The fact that Neal was the basis for Kerouac’s character is only one aspect of Neal’s life.He was the inspiration for the character ‘Mac’ (Jack Nicholson’s role) in One Flew Over the Cuckoo’s Nest.
He was also well known for the Beat Generation, the Merry Pranksters, and the psychadelic drug movement.
The movie Magic Trip, with the Grateful Dead, the infamous trek from San Francisco to NY in “Further”, the songs by the Dead…..all just as big a part of Neal Caassady and who he was and why he’s well known to this day.There were many actual nods and clues to those aspects of Neal Cassady.
November 11, 2012 at 7:00 pm #160313TheGoldenKeyParticipantI just can’t see Times Square having anything to do with Neal. Don’t know if I’m missing something, but as I’ve posted on another thread, we never once saw him walking in Times Square. His route was as follows:
Exit south end of Central Park at the corner of Central Park E & 7th Avenue.

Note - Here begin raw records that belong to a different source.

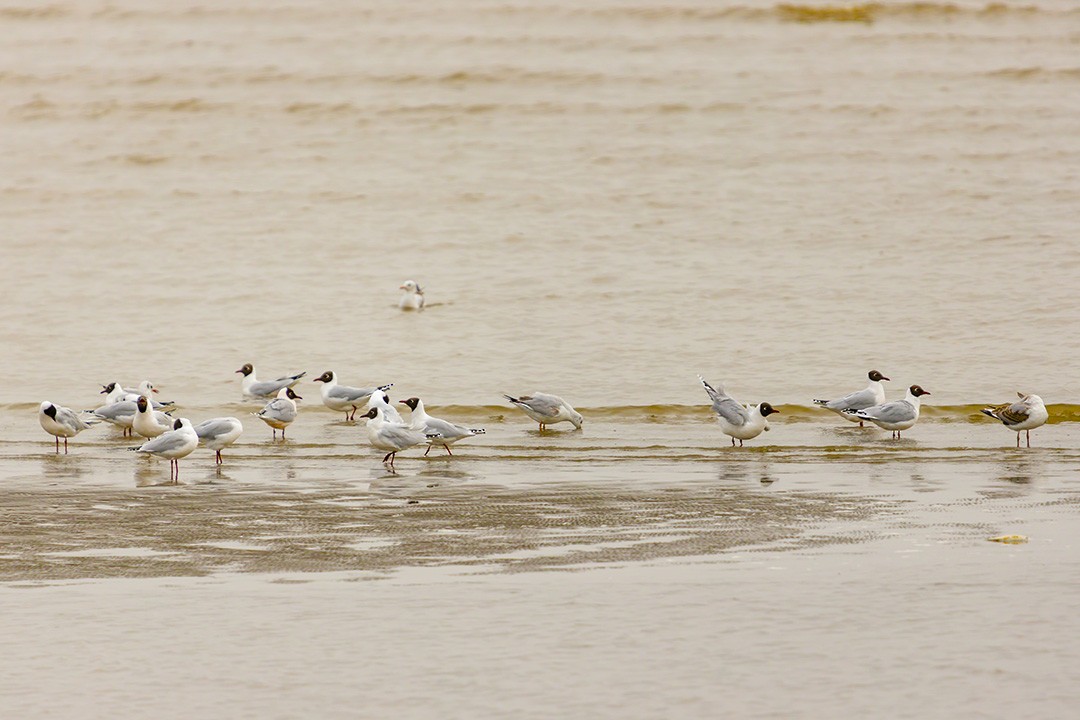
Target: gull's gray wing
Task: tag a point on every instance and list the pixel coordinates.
(896, 411)
(165, 443)
(216, 426)
(350, 394)
(856, 401)
(731, 411)
(265, 388)
(401, 436)
(445, 430)
(725, 406)
(279, 408)
(116, 410)
(541, 403)
(67, 418)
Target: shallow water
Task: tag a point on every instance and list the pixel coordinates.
(602, 201)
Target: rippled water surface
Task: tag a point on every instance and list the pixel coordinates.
(602, 201)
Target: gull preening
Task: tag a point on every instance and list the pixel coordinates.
(391, 436)
(115, 393)
(149, 422)
(59, 421)
(254, 388)
(896, 416)
(1023, 417)
(219, 433)
(446, 433)
(412, 296)
(177, 443)
(121, 415)
(873, 394)
(739, 422)
(341, 397)
(547, 409)
(280, 411)
(381, 401)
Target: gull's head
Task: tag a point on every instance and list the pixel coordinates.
(767, 409)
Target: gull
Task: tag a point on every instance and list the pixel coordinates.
(280, 411)
(547, 409)
(59, 422)
(177, 443)
(413, 297)
(1023, 417)
(121, 415)
(115, 393)
(381, 401)
(252, 388)
(447, 432)
(392, 436)
(896, 416)
(873, 394)
(340, 397)
(218, 433)
(149, 422)
(740, 422)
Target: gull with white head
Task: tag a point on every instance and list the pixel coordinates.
(547, 409)
(1023, 417)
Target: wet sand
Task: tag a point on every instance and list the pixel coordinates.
(634, 570)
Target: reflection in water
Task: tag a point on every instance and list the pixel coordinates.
(61, 466)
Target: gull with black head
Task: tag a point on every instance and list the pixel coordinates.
(281, 411)
(341, 397)
(253, 388)
(59, 421)
(737, 421)
(446, 433)
(873, 394)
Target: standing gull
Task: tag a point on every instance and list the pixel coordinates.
(177, 443)
(447, 432)
(413, 296)
(391, 436)
(280, 411)
(1023, 417)
(873, 394)
(148, 422)
(254, 388)
(898, 416)
(341, 397)
(740, 422)
(547, 409)
(59, 422)
(218, 433)
(381, 401)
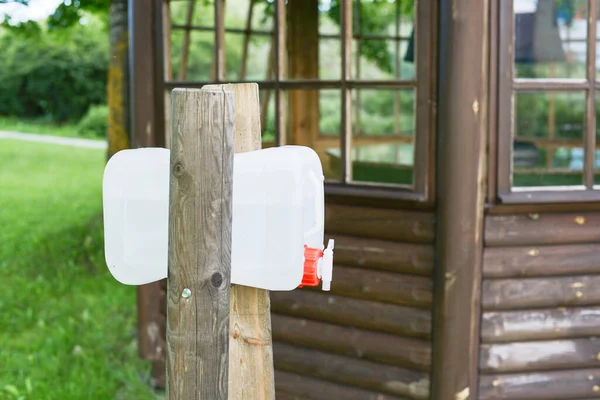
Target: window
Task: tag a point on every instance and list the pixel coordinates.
(353, 79)
(547, 110)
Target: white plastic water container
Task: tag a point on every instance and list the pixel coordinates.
(278, 218)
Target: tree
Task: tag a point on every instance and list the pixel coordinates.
(115, 15)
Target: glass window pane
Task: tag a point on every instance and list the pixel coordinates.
(314, 120)
(550, 38)
(267, 117)
(199, 55)
(549, 136)
(383, 46)
(383, 136)
(313, 54)
(597, 149)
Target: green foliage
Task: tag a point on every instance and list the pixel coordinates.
(68, 328)
(57, 76)
(94, 123)
(38, 125)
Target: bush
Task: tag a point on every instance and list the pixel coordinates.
(94, 123)
(56, 77)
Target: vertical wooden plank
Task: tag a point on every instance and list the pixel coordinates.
(280, 71)
(185, 46)
(250, 344)
(303, 47)
(506, 57)
(346, 95)
(201, 184)
(463, 92)
(590, 116)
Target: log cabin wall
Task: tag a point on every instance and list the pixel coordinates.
(541, 306)
(370, 337)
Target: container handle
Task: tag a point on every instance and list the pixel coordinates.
(318, 186)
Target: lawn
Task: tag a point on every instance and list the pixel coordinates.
(38, 126)
(67, 328)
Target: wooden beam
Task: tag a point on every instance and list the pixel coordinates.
(185, 46)
(543, 324)
(250, 345)
(353, 372)
(521, 261)
(537, 229)
(556, 385)
(200, 213)
(416, 259)
(413, 291)
(378, 223)
(522, 293)
(291, 386)
(463, 105)
(540, 355)
(359, 343)
(303, 50)
(365, 314)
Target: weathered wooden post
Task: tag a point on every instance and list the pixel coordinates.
(250, 345)
(200, 213)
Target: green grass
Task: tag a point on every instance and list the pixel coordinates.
(67, 328)
(40, 126)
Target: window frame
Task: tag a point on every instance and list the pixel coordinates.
(505, 89)
(423, 84)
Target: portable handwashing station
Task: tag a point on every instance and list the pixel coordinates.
(277, 225)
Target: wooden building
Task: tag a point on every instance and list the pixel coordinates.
(459, 143)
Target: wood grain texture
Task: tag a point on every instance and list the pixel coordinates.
(559, 323)
(291, 386)
(344, 311)
(414, 291)
(386, 255)
(460, 196)
(552, 260)
(537, 229)
(540, 355)
(250, 344)
(200, 215)
(358, 343)
(523, 293)
(349, 371)
(555, 385)
(379, 223)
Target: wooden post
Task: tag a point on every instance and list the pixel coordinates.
(250, 346)
(200, 212)
(463, 108)
(303, 47)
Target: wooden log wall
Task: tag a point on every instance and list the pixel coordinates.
(541, 307)
(369, 338)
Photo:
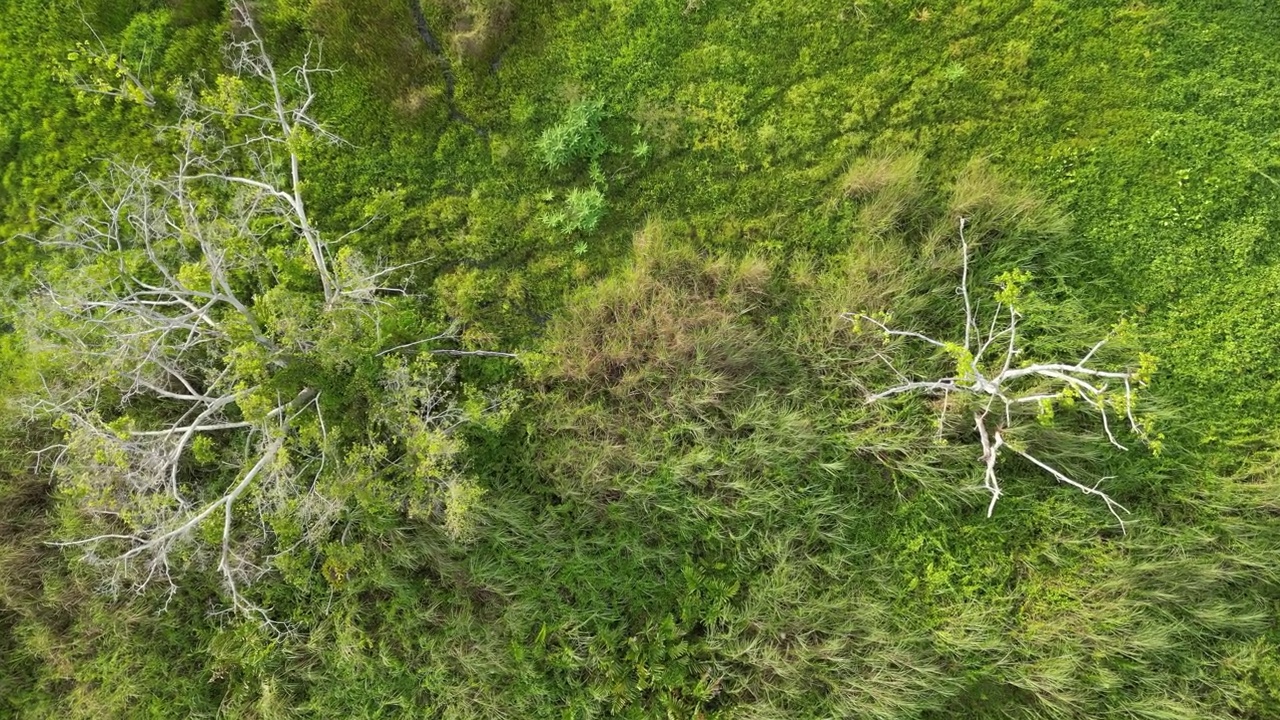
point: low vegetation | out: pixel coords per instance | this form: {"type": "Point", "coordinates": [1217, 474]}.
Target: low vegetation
{"type": "Point", "coordinates": [713, 360]}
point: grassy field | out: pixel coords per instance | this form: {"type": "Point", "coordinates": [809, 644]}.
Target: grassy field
{"type": "Point", "coordinates": [693, 513]}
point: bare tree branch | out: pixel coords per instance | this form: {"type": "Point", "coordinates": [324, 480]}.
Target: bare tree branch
{"type": "Point", "coordinates": [1038, 383]}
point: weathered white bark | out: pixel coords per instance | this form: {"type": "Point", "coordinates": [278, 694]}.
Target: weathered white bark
{"type": "Point", "coordinates": [999, 390]}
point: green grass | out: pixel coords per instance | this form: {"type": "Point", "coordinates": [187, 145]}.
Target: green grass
{"type": "Point", "coordinates": [694, 515]}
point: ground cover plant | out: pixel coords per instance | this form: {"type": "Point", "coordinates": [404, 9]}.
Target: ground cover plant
{"type": "Point", "coordinates": [535, 342]}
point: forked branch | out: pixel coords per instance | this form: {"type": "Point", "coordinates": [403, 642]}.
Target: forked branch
{"type": "Point", "coordinates": [1000, 391]}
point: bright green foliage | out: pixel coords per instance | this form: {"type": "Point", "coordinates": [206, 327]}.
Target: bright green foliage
{"type": "Point", "coordinates": [677, 505]}
{"type": "Point", "coordinates": [575, 137]}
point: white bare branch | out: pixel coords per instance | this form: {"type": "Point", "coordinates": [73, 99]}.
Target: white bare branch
{"type": "Point", "coordinates": [1009, 388]}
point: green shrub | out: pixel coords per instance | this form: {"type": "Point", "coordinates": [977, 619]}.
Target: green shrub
{"type": "Point", "coordinates": [583, 212]}
{"type": "Point", "coordinates": [576, 137]}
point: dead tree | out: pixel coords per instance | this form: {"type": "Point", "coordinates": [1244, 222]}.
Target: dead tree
{"type": "Point", "coordinates": [992, 383]}
{"type": "Point", "coordinates": [158, 346]}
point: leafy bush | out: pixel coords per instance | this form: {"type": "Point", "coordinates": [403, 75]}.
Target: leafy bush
{"type": "Point", "coordinates": [583, 212]}
{"type": "Point", "coordinates": [576, 137]}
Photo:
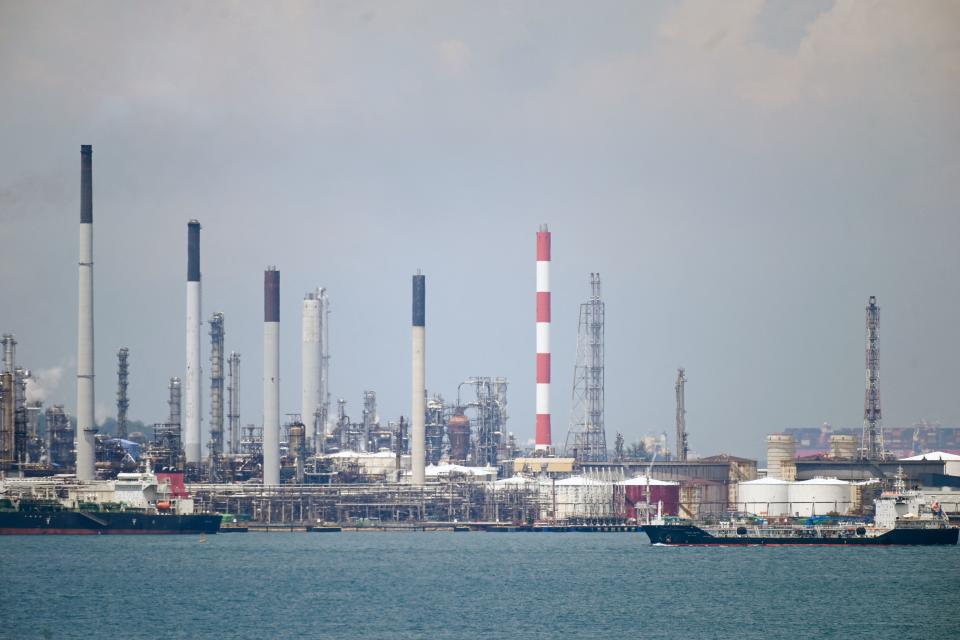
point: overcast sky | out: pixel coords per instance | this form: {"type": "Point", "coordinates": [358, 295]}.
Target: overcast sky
{"type": "Point", "coordinates": [744, 175]}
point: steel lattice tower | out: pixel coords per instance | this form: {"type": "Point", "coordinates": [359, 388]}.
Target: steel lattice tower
{"type": "Point", "coordinates": [872, 439]}
{"type": "Point", "coordinates": [587, 438]}
{"type": "Point", "coordinates": [682, 447]}
{"type": "Point", "coordinates": [123, 381]}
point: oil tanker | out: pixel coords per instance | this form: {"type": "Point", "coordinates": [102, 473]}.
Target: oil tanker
{"type": "Point", "coordinates": [902, 518]}
{"type": "Point", "coordinates": [51, 517]}
{"type": "Point", "coordinates": [134, 503]}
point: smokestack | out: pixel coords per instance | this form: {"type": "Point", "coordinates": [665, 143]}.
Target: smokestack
{"type": "Point", "coordinates": [271, 376]}
{"type": "Point", "coordinates": [310, 368]}
{"type": "Point", "coordinates": [418, 405]}
{"type": "Point", "coordinates": [86, 425]}
{"type": "Point", "coordinates": [543, 441]}
{"type": "Point", "coordinates": [191, 434]}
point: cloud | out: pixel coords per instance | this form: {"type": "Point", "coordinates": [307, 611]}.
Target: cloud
{"type": "Point", "coordinates": [454, 55]}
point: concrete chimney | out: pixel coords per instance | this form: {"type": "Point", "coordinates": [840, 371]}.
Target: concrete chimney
{"type": "Point", "coordinates": [310, 367]}
{"type": "Point", "coordinates": [543, 437]}
{"type": "Point", "coordinates": [86, 424]}
{"type": "Point", "coordinates": [192, 406]}
{"type": "Point", "coordinates": [271, 376]}
{"type": "Point", "coordinates": [418, 399]}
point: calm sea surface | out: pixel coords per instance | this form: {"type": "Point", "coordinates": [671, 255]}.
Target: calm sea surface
{"type": "Point", "coordinates": [467, 585]}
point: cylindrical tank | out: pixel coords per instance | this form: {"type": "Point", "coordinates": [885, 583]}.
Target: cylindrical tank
{"type": "Point", "coordinates": [764, 497]}
{"type": "Point", "coordinates": [458, 431]}
{"type": "Point", "coordinates": [843, 447]}
{"type": "Point", "coordinates": [820, 496]}
{"type": "Point", "coordinates": [781, 448]}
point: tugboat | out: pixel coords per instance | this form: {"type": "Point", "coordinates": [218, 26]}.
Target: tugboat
{"type": "Point", "coordinates": [902, 518]}
{"type": "Point", "coordinates": [134, 503]}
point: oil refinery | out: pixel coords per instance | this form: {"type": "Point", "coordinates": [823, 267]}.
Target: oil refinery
{"type": "Point", "coordinates": [447, 459]}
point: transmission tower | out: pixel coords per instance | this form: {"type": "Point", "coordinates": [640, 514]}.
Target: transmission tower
{"type": "Point", "coordinates": [872, 439]}
{"type": "Point", "coordinates": [681, 417]}
{"type": "Point", "coordinates": [123, 381]}
{"type": "Point", "coordinates": [586, 437]}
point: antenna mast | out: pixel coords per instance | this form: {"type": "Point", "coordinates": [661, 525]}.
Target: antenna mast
{"type": "Point", "coordinates": [681, 417]}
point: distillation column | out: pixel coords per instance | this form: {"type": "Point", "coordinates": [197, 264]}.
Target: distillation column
{"type": "Point", "coordinates": [216, 391]}
{"type": "Point", "coordinates": [233, 400]}
{"type": "Point", "coordinates": [872, 428]}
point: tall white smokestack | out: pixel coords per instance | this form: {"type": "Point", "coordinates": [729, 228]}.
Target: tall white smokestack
{"type": "Point", "coordinates": [86, 425]}
{"type": "Point", "coordinates": [418, 405]}
{"type": "Point", "coordinates": [192, 409]}
{"type": "Point", "coordinates": [271, 376]}
{"type": "Point", "coordinates": [310, 367]}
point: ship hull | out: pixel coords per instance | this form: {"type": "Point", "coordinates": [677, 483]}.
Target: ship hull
{"type": "Point", "coordinates": [105, 523]}
{"type": "Point", "coordinates": [693, 535]}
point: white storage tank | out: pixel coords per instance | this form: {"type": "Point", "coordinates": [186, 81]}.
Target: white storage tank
{"type": "Point", "coordinates": [764, 497]}
{"type": "Point", "coordinates": [820, 496]}
{"type": "Point", "coordinates": [781, 451]}
{"type": "Point", "coordinates": [577, 497]}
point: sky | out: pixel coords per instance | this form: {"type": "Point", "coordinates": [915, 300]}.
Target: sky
{"type": "Point", "coordinates": [743, 175]}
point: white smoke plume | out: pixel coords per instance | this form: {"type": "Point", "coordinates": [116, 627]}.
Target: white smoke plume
{"type": "Point", "coordinates": [101, 413]}
{"type": "Point", "coordinates": [43, 384]}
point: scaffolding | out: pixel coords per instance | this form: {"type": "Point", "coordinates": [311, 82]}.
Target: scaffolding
{"type": "Point", "coordinates": [123, 381]}
{"type": "Point", "coordinates": [435, 428]}
{"type": "Point", "coordinates": [586, 437]}
{"type": "Point", "coordinates": [489, 425]}
{"type": "Point", "coordinates": [59, 437]}
{"type": "Point", "coordinates": [216, 392]}
{"type": "Point", "coordinates": [166, 452]}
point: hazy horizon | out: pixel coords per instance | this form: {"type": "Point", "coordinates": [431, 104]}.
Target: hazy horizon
{"type": "Point", "coordinates": [742, 175]}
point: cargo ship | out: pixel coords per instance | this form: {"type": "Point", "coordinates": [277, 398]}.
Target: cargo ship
{"type": "Point", "coordinates": [901, 518]}
{"type": "Point", "coordinates": [134, 503]}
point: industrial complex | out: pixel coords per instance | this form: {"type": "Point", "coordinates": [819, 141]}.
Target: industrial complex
{"type": "Point", "coordinates": [445, 460]}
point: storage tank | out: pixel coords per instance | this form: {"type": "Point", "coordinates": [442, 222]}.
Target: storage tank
{"type": "Point", "coordinates": [578, 498]}
{"type": "Point", "coordinates": [635, 493]}
{"type": "Point", "coordinates": [781, 453]}
{"type": "Point", "coordinates": [458, 432]}
{"type": "Point", "coordinates": [843, 447]}
{"type": "Point", "coordinates": [820, 496]}
{"type": "Point", "coordinates": [764, 497]}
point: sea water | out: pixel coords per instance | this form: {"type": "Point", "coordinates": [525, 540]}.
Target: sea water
{"type": "Point", "coordinates": [468, 585]}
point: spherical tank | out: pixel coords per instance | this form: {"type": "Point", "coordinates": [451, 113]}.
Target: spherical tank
{"type": "Point", "coordinates": [820, 496]}
{"type": "Point", "coordinates": [458, 431]}
{"type": "Point", "coordinates": [635, 493]}
{"type": "Point", "coordinates": [781, 448]}
{"type": "Point", "coordinates": [764, 497]}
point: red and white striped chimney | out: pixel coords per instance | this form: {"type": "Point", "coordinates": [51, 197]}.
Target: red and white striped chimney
{"type": "Point", "coordinates": [543, 441]}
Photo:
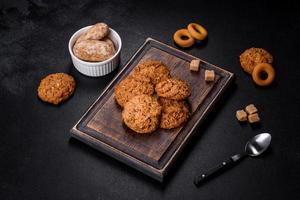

Turns left unto Central Park E and heads eastbound on the north side of the roadway.
Turns right and heads southbound on Madison Avenue.
At Madison Avenue & E 47th Street, he crosses from the west side of the street to the east side of the street.
We then see him at the 5th Avenue subway station.Had he wanted to go to Times Square he would have continued out of the park and straight down 7th Avenue.
So, if I’m missing something, maybe? But sure seems like his route was straight enough. I also found it interesting that the crossed right where the Chase Bank was. Could have something to do with what he does for a living OR CHASE could have some meaning.Keeper of Pandora's Box & The Yellow Brick Road.